In the year 1923, the British Government established a Public Service Commission to examine the salary structure of the Indian Civil Service. The Commission was composed of four Englishmen and four Indian with Lord Lee of Fareham serving as its Chairman. The Commission also addressed the rate of Indianization of the Indian Civil Service and the Indian Police. It determined a rate which in fifteen years would make the Indian Civil Service with a fifty per cent Indian membership and the same in twenty-five years for the Indian Police.
It was left largely to the discretion of provincial Governments to recruit and exercise control over their Services, as they thought proper. As a result of the discretionary powers left to provincial Government, the Government of Madras and Punjab proposed to set up their Public Service Commissions.
The Madras Service Commission thus came into being under an Act of the Madras Legislature in 1929. Madras Presidency had the unique honour, of being the only province in India to establish the first Service Commission.

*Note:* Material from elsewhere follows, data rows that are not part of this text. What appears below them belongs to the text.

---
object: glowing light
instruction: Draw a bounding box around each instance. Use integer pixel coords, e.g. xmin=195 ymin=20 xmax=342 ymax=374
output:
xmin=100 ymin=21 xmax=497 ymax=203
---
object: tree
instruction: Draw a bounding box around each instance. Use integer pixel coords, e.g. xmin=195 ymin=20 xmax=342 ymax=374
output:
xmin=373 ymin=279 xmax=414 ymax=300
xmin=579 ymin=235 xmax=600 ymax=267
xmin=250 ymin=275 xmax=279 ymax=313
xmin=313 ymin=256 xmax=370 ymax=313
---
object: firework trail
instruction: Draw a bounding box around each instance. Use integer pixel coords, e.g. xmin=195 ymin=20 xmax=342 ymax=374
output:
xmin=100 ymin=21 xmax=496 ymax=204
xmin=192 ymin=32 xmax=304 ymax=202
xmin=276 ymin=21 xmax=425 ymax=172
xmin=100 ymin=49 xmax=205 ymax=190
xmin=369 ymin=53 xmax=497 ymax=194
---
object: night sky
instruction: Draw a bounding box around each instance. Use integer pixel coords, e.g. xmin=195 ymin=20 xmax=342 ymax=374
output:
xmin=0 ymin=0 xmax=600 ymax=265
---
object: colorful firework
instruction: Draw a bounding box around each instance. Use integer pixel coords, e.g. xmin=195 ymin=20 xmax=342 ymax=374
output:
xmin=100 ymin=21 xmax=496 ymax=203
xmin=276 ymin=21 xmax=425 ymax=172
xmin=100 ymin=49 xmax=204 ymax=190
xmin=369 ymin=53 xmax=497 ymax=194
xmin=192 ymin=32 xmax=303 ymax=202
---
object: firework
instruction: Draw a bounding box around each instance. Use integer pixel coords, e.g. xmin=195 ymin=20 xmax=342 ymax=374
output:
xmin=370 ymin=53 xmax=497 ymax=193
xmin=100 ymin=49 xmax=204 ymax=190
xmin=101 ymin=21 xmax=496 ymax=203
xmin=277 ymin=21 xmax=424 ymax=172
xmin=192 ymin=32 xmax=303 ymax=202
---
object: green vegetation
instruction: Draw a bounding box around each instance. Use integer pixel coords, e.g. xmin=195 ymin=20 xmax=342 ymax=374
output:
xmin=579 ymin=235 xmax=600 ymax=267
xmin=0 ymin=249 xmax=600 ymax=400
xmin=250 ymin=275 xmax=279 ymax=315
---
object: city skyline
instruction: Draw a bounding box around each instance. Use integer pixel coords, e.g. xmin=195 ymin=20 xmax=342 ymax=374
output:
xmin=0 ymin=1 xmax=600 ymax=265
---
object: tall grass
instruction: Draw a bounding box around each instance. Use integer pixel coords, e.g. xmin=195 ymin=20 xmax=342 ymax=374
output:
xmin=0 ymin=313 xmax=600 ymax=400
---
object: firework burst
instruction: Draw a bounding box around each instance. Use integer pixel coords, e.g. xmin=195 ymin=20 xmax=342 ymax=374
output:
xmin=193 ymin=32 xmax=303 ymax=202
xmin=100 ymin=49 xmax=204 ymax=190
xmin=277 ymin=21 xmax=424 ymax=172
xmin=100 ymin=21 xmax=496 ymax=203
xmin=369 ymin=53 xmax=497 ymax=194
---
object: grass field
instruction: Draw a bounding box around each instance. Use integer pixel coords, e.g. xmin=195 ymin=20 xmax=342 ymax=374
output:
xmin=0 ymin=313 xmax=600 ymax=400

The Madras Service Commission started with three Members, including the Chairman. After re-organisation of States in 1957, several Commissions were constituted. The Madras Service Commission became Madras Public Service Commission with headquarters at Madras in the year 1957. During 1970, when the name of the State was changed into Tamil Nadu, the Madras Public Service Commission automatically became the Tamil Nadu Public Service Commission (TNPSC).
In view of its important and impartial function, Public Service Commissions rightly find a place of pride in the Indian Constitution. Articles 16, 234, 315 to 323 deal with various functions and powers of the Public Service Commissions. The working of Tamil Nadu Public Service Commission is also regulated by Tamil Nadu Public Service Commission Regulation, 1954 and the TNPSC Rules of Procedure.